9/24/2008

A River Runs Through It


As any travelled visitor to Haiti will tell you, Jacmel is among the country's most beautiful towns. On the south shore, facing the warmth of the Caribbean, this once-booming seaport had electric light before New York City; it was the first town in the Caribbean to get wired. At the time, countless bushels of coffee and other tropical delights came down out of the hills to be stacked in Jacmel's stunning brick-floored warehouses, waiting to be loaded onto steamers bound for the markets of the north.


Now the lone pier jutting out into the sea is moribund, and the once-grand buildings are tattered, the locks rusty. Mangy dogs roam the streets, and the tourist stalls are devoid of visitors. Fabulous pillared warehouses lie empty; some are burnt shells. Tropical loft culture has not yet managed to overcome the bureaucratic stumbling blocks posed by the dozens of squabbling heirs who control these spectacular waterfront properties, arguing amongst themselves for decades as the buildings languish empty, and termites and salt air slowly eat away at a spectacular architectural heritage of wrought iron balconies and high-ceilinged splendor.


This season's four spectacular hurricanes haven't helped spruce up the city (and it is only the end of September). The Haitian president described the devastation, nationwide, as being like Katrina, with no budget whatsoever to help those whose homes were washed away, buried under silt, or flooded to the eaves. The flat, miserable, bayside armpit that is the city of Gonaives, across the mountains in the dead center of the country, is still under water, they say, or under mud, many thousands rendered homeless. Up above, looming over every coastline of this vertical country, the treeless mountains are helpless to contain the torrential rains, and the runoff blasts down the valleys, like a flash flood in a desert canyon.

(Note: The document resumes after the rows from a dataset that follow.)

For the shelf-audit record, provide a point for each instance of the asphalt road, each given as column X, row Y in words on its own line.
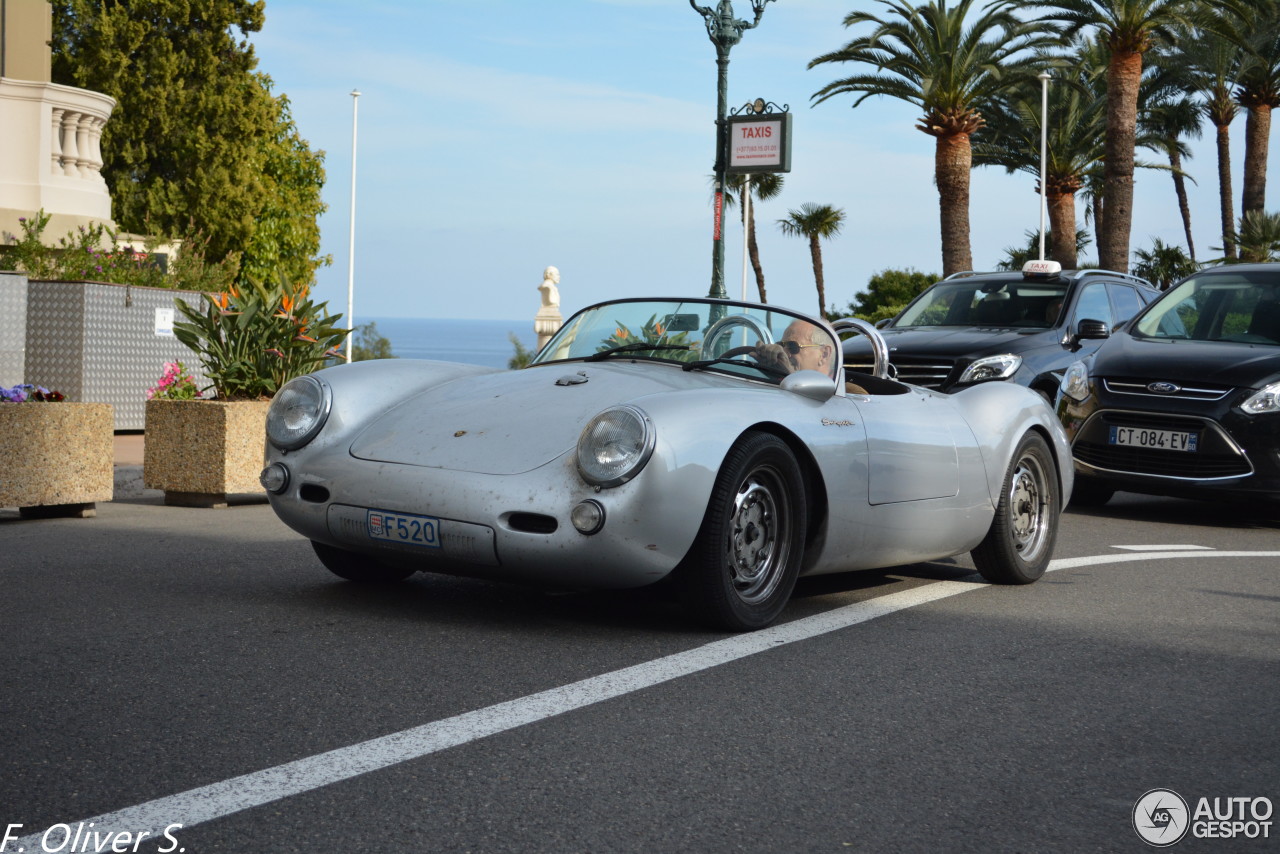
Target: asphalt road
column 199, row 667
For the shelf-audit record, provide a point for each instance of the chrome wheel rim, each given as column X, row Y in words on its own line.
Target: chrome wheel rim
column 1029, row 508
column 759, row 537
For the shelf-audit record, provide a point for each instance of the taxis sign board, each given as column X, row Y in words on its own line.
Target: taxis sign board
column 759, row 142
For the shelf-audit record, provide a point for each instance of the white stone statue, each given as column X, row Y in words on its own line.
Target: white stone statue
column 551, row 293
column 548, row 319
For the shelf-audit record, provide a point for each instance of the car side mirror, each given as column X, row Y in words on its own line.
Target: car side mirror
column 1089, row 329
column 808, row 383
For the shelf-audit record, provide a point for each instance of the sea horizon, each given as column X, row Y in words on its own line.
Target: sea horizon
column 455, row 339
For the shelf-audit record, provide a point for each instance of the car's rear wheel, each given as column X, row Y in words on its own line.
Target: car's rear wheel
column 1089, row 492
column 359, row 567
column 1019, row 544
column 744, row 565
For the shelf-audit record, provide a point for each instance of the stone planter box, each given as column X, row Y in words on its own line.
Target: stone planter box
column 55, row 459
column 201, row 452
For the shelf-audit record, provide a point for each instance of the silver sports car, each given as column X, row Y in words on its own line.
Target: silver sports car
column 718, row 443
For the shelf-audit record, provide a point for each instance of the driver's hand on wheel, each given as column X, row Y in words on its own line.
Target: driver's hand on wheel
column 773, row 356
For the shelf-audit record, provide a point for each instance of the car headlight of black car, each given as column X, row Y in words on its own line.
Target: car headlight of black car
column 615, row 446
column 991, row 368
column 1267, row 400
column 297, row 412
column 1075, row 382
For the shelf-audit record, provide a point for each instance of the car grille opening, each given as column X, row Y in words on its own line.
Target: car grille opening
column 1168, row 464
column 927, row 373
column 1141, row 387
column 533, row 523
column 1217, row 456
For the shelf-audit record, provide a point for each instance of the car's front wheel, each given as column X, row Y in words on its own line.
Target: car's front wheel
column 1019, row 544
column 357, row 567
column 744, row 565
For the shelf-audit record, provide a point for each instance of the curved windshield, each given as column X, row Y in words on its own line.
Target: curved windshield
column 1226, row 305
column 699, row 334
column 977, row 302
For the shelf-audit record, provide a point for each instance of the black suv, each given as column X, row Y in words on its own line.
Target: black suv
column 1020, row 327
column 1185, row 400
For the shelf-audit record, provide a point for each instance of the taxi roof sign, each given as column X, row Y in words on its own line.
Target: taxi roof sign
column 1041, row 269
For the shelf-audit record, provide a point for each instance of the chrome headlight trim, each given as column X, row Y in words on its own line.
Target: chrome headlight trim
column 1264, row 401
column 298, row 411
column 615, row 446
column 1075, row 382
column 1001, row 366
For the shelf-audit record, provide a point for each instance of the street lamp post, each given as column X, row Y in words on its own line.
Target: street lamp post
column 725, row 31
column 351, row 245
column 1045, row 77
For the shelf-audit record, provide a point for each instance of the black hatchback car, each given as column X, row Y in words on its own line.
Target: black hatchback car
column 1185, row 398
column 1019, row 327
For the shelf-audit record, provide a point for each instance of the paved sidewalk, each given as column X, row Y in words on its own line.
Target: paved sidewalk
column 128, row 467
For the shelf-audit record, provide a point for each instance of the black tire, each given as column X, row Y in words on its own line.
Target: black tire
column 359, row 567
column 1020, row 542
column 1091, row 492
column 743, row 567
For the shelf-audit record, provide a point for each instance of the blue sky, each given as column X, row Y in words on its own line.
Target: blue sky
column 497, row 137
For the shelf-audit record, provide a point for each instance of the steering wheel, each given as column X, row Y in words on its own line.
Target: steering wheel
column 725, row 327
column 880, row 350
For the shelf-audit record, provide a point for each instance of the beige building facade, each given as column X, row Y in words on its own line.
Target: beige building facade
column 50, row 135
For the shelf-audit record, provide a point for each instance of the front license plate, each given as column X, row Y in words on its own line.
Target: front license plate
column 1159, row 439
column 401, row 528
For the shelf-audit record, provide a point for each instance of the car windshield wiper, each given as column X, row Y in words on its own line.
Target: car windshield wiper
column 631, row 348
column 741, row 362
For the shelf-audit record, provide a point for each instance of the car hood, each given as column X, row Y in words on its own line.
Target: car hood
column 512, row 421
column 955, row 341
column 1188, row 361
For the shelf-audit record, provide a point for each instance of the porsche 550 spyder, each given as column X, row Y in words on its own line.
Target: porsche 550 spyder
column 718, row 444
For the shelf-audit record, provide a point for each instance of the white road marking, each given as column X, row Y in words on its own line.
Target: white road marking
column 228, row 797
column 1165, row 548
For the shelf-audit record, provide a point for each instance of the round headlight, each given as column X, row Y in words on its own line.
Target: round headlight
column 297, row 412
column 615, row 446
column 1075, row 382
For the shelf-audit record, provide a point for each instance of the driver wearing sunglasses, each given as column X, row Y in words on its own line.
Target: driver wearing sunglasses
column 804, row 346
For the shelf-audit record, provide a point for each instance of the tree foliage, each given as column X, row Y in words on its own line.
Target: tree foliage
column 887, row 292
column 197, row 138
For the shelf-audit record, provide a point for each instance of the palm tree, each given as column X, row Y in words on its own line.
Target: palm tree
column 1260, row 236
column 1129, row 28
column 764, row 186
column 1164, row 264
column 814, row 222
column 1074, row 146
column 1258, row 94
column 1211, row 58
column 926, row 55
column 1169, row 119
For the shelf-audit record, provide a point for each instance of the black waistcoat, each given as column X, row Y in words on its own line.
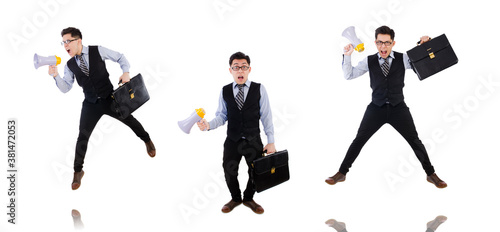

A dysfunctional, underfunded government, and a donor-fatigued international community, increasingly comfortable with looking the other way, have combined to create a museum of devastation. Jacmel, at the mouth of a river, is always hit hard in the Caribbean monsoon, but in my dozen and more trips here in the 1990s I never saw anything like the streets which today lead down to the sole jetty; no asphalt or concrete surface is left, and where pushcarts and longshoremen once rolled down to the port, there is now nothing but a rutted, riverine wash of gravel, boulders and sand. What was once an important commercial street is now a gully, at the heart of the city.